LittleBits may be in a marketing limbo: are they marketing for kids, or for ready-to-tinker adults?
This would be a good way for me to get into "apps" to control things. I am older - old enough to have built those Radio Shack kits as a kid. I am great with hardware - I can build my own computer and do repairs and upgrades, and I am self-taught in this; but in programming, I know very little.
I also do not know robotics - the closest thing we had as kids was a car like a remote control car that would drive a pattern as directed by a circular cam set on top, that made a pole (unidimensional, pressing against cam - kind of like spirograph) go in or out, which caused the car to go straight, one way, or the other way. Plus, I was in the "erector set" generation, with a battery-powered DC motor to build a crane or whatever you could bolt together.
I would goof with this thing just to have some nerdy fun - but not to build a doorbell or lamp controller.
I would, and probably will, buy a set to teach my kids - early grade school, perfect age.
I will buy the synthesizer kit. It is an amazing entry into modular synthesizer. you can google "littlebits" and "korg;" they developed this jointly with Korg.
There is a ton -decades - of info on basic modular synthesis. You will quickly have a time-sink on your hands.
You can output to the 'synth' speaker, or run a line into anything you want - DAW, amplifier, etc.
For $110-$130, you cannot step into analog/modular synth any easier. Plus, any additional module will be as low as $7: you can get an "inverter" for $7, and I believe 3 inverters in a row will give you a ring oscillator.
There is another company selling compatible components: "Mega Learning Bits." I have no idea whether they are legal or not, but they are supposed to work, as well.
For basic Lego-style modular synthesis, there is another approach out there now: Patchblocks.
Each is about $45, but you program each unit to function as whatever modular-synth component you want: oscillator, filter, etc. You then connect them in a manner very similar to the LittleBits, and run a line out.
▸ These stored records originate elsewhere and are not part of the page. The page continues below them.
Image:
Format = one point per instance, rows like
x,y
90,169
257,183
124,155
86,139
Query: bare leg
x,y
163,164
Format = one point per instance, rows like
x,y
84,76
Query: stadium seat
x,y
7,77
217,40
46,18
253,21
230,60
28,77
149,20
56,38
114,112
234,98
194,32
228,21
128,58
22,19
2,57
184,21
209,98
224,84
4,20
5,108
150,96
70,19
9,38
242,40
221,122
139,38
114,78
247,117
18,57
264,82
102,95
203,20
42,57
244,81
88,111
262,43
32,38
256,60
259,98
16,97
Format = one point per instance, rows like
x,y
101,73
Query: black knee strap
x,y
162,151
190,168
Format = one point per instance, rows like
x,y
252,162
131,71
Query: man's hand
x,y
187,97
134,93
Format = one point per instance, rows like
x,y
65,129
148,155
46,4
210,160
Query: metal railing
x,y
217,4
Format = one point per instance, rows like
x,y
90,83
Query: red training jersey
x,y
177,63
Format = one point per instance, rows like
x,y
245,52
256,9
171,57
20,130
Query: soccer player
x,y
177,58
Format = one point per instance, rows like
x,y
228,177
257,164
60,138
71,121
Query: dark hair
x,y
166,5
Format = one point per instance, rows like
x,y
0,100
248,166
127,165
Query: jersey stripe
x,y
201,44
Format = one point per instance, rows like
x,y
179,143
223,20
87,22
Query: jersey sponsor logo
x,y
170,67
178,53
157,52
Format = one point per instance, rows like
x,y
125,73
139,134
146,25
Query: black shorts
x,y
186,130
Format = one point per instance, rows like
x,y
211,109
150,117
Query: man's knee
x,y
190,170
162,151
Each module has to be hooked to a computer and programmed to perform its function. Each component has two dials and function varies according to how it is programmed. There are supposed to be many existing program to load into these, and you are supposedly free to go develop your own, or mod those you download.
The downside to all of this: they look addicting. Each module is just handful of bucks, but before you know it you could have bought the newest Apple laptop for what you have in Lego components.